Spectral and electrochemical solvatochromic investigations of newly synthesized peptide-based chemosensor bearing azobenzene side chain bio photoswitch

Abstract

In the present study, a novel analogue of azobenzene-containing hemorphin-4 has been synthesized and investigated for assessment of spectral, electrochemical, and biological effects. The synthesis was achieved by a modified solid-phase peptide synthesis (SPPS) by Fmoc-strategy. This compound represents a newly synthesized and unstudied peptide-based chemosensor bearing azobenzene side-chain with different spectral and electrochemical properties in the two trans-/cis-states depending on the solvent polarity.
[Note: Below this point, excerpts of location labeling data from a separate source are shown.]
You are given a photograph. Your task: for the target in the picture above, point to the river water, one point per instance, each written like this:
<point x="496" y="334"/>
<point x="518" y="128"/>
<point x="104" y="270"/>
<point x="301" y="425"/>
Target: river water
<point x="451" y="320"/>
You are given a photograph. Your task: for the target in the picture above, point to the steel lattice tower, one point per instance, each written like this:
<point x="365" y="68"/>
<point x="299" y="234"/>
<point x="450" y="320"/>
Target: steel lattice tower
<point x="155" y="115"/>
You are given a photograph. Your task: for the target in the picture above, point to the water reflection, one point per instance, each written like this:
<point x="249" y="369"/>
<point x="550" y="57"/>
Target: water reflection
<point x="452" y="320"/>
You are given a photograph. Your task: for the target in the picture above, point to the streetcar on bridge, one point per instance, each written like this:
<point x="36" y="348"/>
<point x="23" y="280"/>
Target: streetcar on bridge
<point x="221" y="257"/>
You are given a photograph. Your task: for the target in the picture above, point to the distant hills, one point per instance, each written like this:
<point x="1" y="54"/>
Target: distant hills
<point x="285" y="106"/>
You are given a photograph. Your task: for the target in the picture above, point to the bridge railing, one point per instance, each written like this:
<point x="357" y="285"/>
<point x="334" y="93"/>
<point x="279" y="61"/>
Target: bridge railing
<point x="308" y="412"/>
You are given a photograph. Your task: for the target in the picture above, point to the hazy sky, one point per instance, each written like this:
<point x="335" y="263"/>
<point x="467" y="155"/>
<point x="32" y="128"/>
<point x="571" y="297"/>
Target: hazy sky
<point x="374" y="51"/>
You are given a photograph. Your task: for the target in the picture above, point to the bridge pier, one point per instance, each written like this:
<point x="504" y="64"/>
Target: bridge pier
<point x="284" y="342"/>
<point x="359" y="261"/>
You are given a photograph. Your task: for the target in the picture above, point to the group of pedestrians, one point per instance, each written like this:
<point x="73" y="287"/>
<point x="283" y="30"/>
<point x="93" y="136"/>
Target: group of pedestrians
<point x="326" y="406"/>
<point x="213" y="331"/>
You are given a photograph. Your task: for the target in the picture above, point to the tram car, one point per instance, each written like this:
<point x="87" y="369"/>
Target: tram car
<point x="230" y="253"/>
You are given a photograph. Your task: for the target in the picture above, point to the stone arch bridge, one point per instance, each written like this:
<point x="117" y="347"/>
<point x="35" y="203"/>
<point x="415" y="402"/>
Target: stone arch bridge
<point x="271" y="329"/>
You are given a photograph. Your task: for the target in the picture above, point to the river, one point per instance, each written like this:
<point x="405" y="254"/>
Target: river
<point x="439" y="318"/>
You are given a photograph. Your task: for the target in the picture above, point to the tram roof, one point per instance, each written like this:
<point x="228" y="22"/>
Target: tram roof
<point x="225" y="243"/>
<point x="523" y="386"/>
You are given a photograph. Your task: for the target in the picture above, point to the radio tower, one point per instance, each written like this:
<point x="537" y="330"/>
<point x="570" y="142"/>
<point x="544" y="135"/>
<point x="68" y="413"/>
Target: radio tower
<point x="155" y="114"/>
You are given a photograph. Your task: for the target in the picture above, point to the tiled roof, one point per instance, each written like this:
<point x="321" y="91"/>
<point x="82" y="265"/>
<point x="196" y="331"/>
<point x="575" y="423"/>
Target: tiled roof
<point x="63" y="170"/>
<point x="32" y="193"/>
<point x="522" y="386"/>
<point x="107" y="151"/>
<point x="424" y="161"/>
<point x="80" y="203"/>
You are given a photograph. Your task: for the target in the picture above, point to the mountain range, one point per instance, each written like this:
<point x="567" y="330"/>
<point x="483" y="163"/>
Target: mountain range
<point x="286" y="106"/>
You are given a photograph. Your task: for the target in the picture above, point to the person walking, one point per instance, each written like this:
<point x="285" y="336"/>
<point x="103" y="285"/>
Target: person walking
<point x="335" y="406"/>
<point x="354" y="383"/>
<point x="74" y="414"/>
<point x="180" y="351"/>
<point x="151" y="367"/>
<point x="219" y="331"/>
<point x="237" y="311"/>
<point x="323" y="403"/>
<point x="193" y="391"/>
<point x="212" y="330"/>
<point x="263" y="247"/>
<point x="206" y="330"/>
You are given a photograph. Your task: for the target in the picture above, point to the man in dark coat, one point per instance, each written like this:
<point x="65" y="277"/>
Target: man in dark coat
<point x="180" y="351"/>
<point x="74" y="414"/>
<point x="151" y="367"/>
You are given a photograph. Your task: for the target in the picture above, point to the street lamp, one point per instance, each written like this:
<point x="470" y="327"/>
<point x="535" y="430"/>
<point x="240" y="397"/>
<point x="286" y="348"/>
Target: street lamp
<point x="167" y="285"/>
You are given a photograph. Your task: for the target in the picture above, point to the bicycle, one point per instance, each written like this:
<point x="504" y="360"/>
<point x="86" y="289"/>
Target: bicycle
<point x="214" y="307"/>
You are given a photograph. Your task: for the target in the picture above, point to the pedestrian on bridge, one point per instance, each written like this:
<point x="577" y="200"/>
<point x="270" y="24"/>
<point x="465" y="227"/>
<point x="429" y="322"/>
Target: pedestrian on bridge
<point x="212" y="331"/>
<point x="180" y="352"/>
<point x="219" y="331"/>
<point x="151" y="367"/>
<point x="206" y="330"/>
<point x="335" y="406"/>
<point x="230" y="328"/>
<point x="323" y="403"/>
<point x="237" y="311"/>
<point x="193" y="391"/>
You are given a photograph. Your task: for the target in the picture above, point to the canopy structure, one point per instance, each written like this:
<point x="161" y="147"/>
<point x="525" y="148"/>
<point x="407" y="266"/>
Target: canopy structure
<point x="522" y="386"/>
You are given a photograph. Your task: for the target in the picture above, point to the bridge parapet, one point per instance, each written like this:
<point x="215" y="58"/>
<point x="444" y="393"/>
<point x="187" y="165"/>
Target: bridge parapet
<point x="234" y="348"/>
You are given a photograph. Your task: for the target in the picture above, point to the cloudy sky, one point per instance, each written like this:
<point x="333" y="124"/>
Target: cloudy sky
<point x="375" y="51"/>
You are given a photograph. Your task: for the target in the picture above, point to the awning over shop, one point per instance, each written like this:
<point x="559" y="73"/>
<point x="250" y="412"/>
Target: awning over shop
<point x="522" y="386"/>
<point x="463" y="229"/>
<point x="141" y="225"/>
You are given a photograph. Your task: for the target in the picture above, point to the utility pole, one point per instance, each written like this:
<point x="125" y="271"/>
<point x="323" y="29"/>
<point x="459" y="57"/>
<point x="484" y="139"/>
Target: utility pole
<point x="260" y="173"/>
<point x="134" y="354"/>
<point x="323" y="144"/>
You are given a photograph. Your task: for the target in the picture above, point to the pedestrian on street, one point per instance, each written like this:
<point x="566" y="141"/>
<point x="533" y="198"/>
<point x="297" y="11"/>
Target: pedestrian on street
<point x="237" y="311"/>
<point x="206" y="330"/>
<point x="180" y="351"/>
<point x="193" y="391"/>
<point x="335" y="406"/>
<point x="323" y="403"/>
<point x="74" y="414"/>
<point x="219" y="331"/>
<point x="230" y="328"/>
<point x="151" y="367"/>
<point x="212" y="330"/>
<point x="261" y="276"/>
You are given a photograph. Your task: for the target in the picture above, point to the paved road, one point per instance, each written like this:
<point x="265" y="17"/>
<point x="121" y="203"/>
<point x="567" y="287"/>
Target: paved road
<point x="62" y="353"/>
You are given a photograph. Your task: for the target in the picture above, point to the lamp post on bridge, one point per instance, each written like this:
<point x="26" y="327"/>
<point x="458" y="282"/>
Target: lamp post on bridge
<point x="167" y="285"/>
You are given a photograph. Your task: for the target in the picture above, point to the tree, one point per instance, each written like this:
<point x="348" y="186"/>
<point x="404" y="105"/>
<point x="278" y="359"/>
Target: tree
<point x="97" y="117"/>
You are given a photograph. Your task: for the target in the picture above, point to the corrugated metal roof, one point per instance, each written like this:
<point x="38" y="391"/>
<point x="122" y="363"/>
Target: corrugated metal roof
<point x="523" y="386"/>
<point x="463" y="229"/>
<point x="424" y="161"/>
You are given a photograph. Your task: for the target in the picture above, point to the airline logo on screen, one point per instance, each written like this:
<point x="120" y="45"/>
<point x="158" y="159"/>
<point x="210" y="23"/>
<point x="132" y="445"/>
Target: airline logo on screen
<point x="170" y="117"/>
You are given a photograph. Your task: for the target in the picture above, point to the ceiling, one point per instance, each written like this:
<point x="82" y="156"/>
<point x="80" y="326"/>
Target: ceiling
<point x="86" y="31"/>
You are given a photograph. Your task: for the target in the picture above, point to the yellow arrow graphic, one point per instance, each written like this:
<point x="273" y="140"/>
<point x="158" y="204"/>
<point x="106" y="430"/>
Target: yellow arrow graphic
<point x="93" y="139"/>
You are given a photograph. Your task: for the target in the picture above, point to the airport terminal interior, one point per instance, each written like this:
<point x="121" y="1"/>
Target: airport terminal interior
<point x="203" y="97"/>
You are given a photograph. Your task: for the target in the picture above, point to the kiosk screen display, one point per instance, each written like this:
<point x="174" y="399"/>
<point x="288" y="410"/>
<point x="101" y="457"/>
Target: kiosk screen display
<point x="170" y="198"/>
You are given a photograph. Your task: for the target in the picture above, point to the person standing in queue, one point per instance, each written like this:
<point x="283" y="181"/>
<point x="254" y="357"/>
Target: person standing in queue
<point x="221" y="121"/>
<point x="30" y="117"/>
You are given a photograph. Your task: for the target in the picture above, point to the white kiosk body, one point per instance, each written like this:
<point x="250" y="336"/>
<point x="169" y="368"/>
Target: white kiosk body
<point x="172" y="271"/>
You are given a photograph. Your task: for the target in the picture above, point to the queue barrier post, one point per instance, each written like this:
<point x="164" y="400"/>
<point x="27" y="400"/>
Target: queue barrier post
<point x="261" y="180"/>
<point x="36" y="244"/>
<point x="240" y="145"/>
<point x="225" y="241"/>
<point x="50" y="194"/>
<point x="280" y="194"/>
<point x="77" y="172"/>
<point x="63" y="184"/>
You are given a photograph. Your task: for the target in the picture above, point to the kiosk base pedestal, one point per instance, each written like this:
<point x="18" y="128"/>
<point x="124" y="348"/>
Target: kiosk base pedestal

Their fluorescence intensity, as well as voltammetric behavior, was found to depend on both the polarity of the solvents and the type of isomers of the azopeptide compound. Both isomer forms have shown pH dependence, as the fluorescence peak and intensity are significantly distinguished in acidic and neutral medium. The electrochemical behavior before and after 90 min UV illumination was investigated using a cyclic voltammetric mode at three-electrode system with HMDE electrode as the working electrode.The novel biopeptide Azo-Tyr-Pro-Trp-Thr-NH2 was explored in vivo for potential anticonvulsant activity by 6-Hz seizure test and maximal electroshock test (MES) in ICR mice. The cis-Az-H4 isomer showed stronger potency than the trans-Az-H4 against both the 6 Hz-induced psychomotor seizures and tonic-clonic seizures in the maximal electroshock test with 100% protection demonstrated at the lowest dose of 1 μg administered intracerebroventricularly in mice. The effect of 1 and 5 μg cis-Az-H4 and 5 μg trans-Az-H4 was comparable to the positive control valproate in the 6-Hz test. None of the tested isomers displayed neurotoxicity in the rotarod test. Our results suggest that modified biopeptide in the N-terminus of hemorphin-4 with azobenzene deserve further exploration as a promising candidate with both anticonvulsant activity and as a chemosensor for pH determination.